As the market has moved on to value and cyclical elements, there are a lot of otherwise very healthy companies that have just gotten left behind because investors have chosen not to buy them. I think there are great franchises in health care, there are the utilities that give you all the consistency you would want in a portfolio. So, these businesses remain great, pandemic or no pandemic. Just because of how the market is behaving, these stocks have gotten left behind.
Technology increasingly plays a bigger and bigger role in our lives. I think just by virtue of that, it’s a sector that one should have exposure to. We continue to like technology, especially after the recent pullback. So, like I said, since November 2020, the market has moved away from growthy elements of the market towards more cyclical. So, as a result, we’ve seen technology stocks lag in a fairly meaningful way. So, those that we like we’re ready to invest in them even more aggressively.
We also like consumer stocks at this point. And I think it’s fairly obvious why. I think there’s massive pent-up demand from consumers. Savings rates have gone up through the pandemic. People really haven’t had much in terms of avenues to spend their money, whether it’s taking a trip or going to the mall or to the movies, what have you. Once we are able to do that, I think there is going to be a lot of consumer spending in that space. When we look at consumer stocks, I would say, we recognize that stocks should be valued differently in a world where there’s a pandemic with no vaccine, and I think valuation should be different when we’re in a pandemic with a vaccine. And I think we are in the latter stage right now. And a lot of the consumer stocks, I think, will benefit as people get out and do everything that they haven’t been able to do over the last year or so.

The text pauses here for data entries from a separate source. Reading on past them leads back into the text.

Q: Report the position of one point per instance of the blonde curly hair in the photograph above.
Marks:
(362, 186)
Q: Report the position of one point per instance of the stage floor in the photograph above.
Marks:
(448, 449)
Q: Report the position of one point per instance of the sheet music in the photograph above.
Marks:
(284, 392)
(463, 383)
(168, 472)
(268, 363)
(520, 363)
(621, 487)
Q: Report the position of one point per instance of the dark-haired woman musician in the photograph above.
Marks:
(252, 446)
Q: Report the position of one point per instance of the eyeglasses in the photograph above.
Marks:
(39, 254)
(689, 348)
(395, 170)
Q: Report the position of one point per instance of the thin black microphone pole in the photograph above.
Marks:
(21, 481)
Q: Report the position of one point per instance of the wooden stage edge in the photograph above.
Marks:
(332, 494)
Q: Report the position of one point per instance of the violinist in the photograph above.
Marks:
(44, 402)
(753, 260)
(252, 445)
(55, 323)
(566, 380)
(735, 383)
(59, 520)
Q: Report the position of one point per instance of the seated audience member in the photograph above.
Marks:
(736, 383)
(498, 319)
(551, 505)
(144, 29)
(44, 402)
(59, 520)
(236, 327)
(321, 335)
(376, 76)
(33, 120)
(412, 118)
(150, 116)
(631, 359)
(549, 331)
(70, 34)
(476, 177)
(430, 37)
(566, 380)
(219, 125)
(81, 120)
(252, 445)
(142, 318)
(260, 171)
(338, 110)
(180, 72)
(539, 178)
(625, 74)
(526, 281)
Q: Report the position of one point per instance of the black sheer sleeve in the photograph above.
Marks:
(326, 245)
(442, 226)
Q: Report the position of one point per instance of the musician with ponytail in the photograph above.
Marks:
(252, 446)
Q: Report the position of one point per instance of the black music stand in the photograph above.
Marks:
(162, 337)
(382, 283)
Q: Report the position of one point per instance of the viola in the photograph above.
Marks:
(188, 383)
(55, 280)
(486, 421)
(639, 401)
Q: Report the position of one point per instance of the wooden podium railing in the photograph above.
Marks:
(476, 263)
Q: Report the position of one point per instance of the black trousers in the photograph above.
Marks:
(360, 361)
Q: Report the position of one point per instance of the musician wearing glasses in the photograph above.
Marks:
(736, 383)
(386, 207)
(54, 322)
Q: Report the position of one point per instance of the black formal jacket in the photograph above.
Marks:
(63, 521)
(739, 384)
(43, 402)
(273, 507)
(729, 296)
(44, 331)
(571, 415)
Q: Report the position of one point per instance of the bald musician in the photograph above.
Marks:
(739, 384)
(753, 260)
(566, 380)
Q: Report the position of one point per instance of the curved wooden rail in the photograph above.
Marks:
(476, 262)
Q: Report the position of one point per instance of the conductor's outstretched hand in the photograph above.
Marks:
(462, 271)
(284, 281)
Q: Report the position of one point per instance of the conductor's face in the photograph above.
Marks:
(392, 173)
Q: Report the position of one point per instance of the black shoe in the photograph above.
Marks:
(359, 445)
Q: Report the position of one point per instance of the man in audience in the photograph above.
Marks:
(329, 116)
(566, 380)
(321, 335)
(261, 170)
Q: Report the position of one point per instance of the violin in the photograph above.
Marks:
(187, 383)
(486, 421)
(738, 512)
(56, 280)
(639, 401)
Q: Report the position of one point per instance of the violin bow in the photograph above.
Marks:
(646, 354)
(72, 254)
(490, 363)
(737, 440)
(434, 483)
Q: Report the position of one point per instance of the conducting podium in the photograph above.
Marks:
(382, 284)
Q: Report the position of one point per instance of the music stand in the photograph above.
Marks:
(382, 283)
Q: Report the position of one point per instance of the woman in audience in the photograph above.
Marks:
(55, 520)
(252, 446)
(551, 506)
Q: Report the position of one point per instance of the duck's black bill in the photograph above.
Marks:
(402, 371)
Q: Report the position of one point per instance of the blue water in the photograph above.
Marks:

Somewhat related, we also like travel-related stocks. In a world when there’s a pandemic with no vaccine, I think you would want to shy away from those stocks. But now that we have not one but multiple proven vaccines, we are trying to take baby steps back into that space. Given that we are not completely past the pandemic, I would say, we would still lean towards travel-related stocks that do not involve crossing international borders. I think that happens at the very end. So, think of activities like going to the movies, restaurants, domestic travel. I think those would be great places to be in through the summer as people have the opportunity to start spending money and do things that they haven’t really been able to over the last one year.